Commercial companies that provide genetic screening services have also suggested that a positive result often results in termination, according to bioethicist Megan Allyse, who studies reproductive ethics at the Mayo Clinic in Florida. When new, noninvasive tests like cell-free DNA screening became available in 2011, she says advertisements to consumers pushed the message that the tests could be done earlier in a pregnancy. The screenings, which use blood from the mother, are available as early as 10 weeks; at the time of their debut, Roe v. Wade set the federal abortion threshold around 23 or 24 weeks. So, though not stated explicitly, “the subtext there is early enough to get an abortion,” Allyse says.
That time crunch is now heightened in states with strict restrictions on abortion beginning at 15 to 20 weeks, and it may lead to more pressure to make a decision about termination before the deadline. This is partly because patients often can’t confirm whether the fetus actually has a genetic anomaly until this time or later. The non-invasive screening tests women often receive early in a pregnancy aren’t diagnostic and may return false positives. “Ironically, there will be people (who) decide to proceed with ending a pregnancy because they cannot take the chance of waiting,” says Laura Hercher, a genetic counselor at Sarah Lawrence College in New York. In these cases, she says, patients would have tests done earlier in fetal development than recommended “because later was too late.” This time pressure is further complicated by uncertainty about exactly when most pregnancies begin.
Patients also need time to process the complicated emotions that come with a positive result for a genetic anomaly, according to Mayo Clinic’s Allyse. “If you don’t have time to maybe say goodbye to the baby that you thought you were going to have and say hello to this baby, then you may make decisions in that concentrated stressful time that you would not necessarily make at other times,” Allyse says. “And unfortunately, you know, the data show that in that moment, the majority of time there is a perceived pressure towards abortion.”

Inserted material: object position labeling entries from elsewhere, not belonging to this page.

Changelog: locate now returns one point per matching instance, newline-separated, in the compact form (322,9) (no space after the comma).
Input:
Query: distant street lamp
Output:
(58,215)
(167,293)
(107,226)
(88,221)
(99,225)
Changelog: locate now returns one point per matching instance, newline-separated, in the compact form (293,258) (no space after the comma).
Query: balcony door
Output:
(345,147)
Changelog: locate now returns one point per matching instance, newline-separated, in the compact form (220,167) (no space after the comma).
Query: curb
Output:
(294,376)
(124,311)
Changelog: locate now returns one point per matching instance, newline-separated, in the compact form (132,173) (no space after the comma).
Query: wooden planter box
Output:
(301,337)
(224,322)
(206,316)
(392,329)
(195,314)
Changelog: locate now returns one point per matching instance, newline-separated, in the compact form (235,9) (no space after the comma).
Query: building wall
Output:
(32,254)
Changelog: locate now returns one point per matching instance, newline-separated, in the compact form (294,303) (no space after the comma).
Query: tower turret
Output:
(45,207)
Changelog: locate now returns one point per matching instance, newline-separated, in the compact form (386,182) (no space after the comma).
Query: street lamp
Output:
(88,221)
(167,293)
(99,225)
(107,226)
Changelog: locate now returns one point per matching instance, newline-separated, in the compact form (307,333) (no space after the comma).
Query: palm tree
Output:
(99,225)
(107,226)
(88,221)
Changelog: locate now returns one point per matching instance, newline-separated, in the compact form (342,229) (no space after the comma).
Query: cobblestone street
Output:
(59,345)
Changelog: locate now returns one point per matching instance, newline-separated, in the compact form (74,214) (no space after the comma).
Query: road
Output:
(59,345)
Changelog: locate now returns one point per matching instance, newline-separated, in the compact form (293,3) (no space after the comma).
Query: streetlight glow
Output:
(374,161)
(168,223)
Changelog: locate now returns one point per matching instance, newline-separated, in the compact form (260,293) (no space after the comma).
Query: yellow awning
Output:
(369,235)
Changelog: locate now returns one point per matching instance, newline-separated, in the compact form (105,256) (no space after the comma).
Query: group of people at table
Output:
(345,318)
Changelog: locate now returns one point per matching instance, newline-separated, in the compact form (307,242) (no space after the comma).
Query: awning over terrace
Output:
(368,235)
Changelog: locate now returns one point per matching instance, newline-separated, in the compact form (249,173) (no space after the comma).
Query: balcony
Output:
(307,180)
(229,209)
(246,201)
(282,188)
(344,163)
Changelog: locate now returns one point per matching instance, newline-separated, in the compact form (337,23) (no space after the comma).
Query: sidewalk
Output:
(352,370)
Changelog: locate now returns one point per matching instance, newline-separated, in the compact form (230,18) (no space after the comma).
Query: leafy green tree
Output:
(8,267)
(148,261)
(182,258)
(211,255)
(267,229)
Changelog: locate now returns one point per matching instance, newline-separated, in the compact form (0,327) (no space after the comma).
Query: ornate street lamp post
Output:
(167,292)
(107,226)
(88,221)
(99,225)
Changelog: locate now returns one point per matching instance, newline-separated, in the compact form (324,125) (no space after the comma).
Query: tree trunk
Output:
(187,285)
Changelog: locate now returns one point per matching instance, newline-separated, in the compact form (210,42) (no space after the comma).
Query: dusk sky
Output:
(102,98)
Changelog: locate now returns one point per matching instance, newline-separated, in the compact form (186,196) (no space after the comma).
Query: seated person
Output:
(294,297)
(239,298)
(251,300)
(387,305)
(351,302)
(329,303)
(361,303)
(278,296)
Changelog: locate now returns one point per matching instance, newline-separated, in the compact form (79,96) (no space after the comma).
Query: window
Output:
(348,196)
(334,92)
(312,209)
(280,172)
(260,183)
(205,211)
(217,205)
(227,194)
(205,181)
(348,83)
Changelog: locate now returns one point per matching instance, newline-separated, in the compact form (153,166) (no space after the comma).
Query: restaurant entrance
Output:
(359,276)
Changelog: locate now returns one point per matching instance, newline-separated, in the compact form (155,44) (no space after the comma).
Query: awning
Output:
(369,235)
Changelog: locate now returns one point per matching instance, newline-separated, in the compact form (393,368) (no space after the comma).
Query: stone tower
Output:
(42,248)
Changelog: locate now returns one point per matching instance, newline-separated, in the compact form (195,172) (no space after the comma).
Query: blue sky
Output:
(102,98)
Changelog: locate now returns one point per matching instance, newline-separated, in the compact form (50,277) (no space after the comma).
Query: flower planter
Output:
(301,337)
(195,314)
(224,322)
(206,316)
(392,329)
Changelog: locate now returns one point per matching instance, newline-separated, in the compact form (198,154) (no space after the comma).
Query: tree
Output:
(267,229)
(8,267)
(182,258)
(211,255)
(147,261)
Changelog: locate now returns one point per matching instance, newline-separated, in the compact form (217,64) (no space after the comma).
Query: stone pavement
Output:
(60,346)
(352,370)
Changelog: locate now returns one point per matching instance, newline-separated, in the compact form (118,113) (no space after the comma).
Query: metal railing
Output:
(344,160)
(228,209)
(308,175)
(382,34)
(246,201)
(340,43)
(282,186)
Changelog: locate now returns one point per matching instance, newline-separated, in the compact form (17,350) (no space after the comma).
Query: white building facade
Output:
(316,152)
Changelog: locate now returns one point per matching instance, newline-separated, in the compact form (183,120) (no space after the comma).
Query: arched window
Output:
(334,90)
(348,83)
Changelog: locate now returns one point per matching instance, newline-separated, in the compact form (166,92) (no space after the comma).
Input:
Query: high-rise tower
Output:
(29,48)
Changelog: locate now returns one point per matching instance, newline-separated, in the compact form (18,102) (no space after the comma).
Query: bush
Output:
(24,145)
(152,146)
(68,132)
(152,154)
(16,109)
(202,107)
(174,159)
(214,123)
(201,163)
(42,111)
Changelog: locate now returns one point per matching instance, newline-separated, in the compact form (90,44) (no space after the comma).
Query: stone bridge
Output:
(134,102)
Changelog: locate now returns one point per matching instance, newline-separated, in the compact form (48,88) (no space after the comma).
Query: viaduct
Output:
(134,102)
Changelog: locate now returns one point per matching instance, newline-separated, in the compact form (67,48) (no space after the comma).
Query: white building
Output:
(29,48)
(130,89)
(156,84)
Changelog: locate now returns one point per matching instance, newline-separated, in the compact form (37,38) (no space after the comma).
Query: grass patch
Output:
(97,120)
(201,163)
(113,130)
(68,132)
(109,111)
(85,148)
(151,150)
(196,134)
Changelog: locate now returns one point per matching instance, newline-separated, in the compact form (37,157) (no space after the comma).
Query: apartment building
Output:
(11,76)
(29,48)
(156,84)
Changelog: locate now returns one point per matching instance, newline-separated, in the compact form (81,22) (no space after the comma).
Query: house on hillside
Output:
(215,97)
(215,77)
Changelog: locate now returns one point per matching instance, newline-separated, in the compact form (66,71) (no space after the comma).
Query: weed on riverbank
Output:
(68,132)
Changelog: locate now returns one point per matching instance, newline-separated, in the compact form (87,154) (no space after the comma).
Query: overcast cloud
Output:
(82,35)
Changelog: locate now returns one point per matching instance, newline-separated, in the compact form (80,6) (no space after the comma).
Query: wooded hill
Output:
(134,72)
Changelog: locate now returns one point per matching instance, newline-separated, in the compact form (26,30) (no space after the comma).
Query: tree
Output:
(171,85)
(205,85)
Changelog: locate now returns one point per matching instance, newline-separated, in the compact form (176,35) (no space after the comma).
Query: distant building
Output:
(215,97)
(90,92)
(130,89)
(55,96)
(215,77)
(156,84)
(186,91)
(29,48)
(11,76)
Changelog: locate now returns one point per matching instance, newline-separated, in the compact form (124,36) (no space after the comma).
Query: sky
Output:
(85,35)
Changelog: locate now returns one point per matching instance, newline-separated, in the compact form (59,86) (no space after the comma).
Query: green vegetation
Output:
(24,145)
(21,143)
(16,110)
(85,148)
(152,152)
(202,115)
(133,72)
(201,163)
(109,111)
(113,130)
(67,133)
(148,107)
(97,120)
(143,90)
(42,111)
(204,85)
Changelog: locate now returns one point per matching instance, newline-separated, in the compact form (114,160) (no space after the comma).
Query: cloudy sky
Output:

It’s not only prospective parents who are affected by these legal pressures. They take an emotional toll on genetic counselors, too, according to a 2021 study. A counselor in Arizona, which now has a 15-week gestational limit, says she has felt a greater burden. “It’s awful having to talk to somebody who wants to make this decision,” adds the counselor, who asked not to be identified.
She recalled one patient she counseled before the Dobbs decision whose fetus was diagnosed with Turner syndrome, a condition which often results in miscarriage. The patient wanted a termination but lacked the resources to access one. “She told me, ‘I’m just waiting for my baby to die.’” The patient eventually had a miscarriage, which the Arizona counselor says was likely harder on her than a prompt elective abortion would have been – both physically and emotionally. “I can imagine that there are many, many more women who are in that exact same boat now,” she says. “It’s horrible.”
The turbulence following the Dobbs decision has died down somewhat since June, but uncertainty for health providers remains. “Genetic counselors are literally on the phone with their lawyers every day, being like, ‘I don’t know what the law is today, tell me what I can and cannot talk to my patient about,’” Allyse says. “They are supposed to come to work every day and provide the best care to the best of (their) medical knowledge to their patients. And now they’re being told that the best of their medical knowledge is illegal.”